El uso de luz ultravioleta (UV-C) como método germicida está ampliamente documentado y se emplea en laboratorios desde principios del siglo XX. La luz UV actúa sobre las bases de timina en el DNA y RNA, formando dímeros que bloquean la replicación y transcripción de los ácidos nucleicos, evitando así que las bacterias se reproduzcan.
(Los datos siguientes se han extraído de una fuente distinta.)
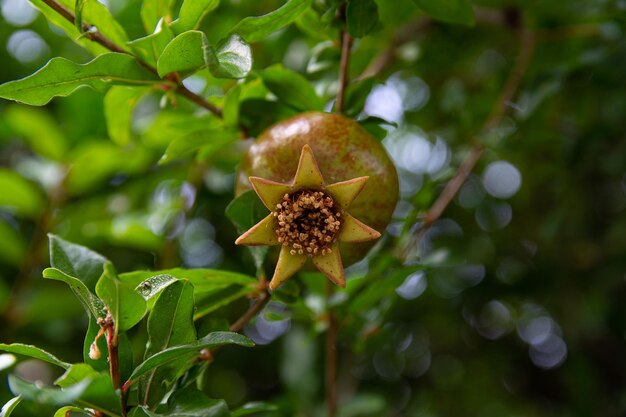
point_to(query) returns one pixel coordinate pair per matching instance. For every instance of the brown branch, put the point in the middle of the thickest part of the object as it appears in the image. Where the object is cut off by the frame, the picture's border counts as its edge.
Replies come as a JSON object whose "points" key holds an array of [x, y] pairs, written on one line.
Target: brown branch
{"points": [[527, 44], [33, 258], [346, 45], [92, 33], [331, 356]]}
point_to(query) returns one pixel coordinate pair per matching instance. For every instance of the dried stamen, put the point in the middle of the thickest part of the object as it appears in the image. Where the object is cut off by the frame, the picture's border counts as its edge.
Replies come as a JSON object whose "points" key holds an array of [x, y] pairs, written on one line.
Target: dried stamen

Para afectar el metabolismo celular de manera significativa, se requieren dosis más altas o longitudes de onda más cortas.

¿Cómo funciona la luz UV?

La eficacia de la luz UV depende de la intensidad y el tiempo de exposición, generalmente medida en μWatt·seg/cm². Para inactivar más del 99,9 % de las bacterias, se necesitan exposiciones de entre 3.000 y 12.000 μWatt·seg/cm². Las lámparas UV utilizadas en sistemas de agua de laboratorio suelen ser de mercurio de baja presión, emitiendo principalmente a 254 nm.

Aplicación de UV: en el depósito vs. en línea

Existen dos formas principales de aplicar la luz UV en sistemas de purificación de agua:

  1. UV en el depósito: Las lámparas instaladas en depósitos de almacenamiento reducen temporalmente la población bacteriana planctónica, pero no afectan completamente la biopelícula, que puede proteger a las bacterias y disminuir la efectividad del tratamiento. La limpieza periódica y la esterilización química siguen siendo necesarias para un control duradero.
  2. UV en línea: Esta configuración expone toda el agua a la luz UV mientras fluye por una cámara cilíndrica. La circulación constante reduce la adhesión bacteriana y evita la formación de biopelículas, ofreciendo un control más efectivo y sostenido de la población microbiana.

Diseño y orientación de las lámparas UV

El rendimiento de las lámparas UV no depende significativamente de si se instalan vertical u horizontalmente. Factores como la calidad del manguito de cuarzo son más determinantes, ya que un cuarzo sintético resistente a la solarización garantiza una transmisión óptima de la luz UV.

En los sistemas modernos, las cámaras UV están diseñadas con un flujo de recirculación que maximiza la exposición del agua a la luz, dañando permanentemente las células bacterianas y asegurando su eliminación. La lámpara se ubica dentro de un manguito de cuarzo, protegido por una carcasa reflectante de acero inoxidable, permitiendo que el agua fluya de manera uniforme alrededor de la fuente de luz.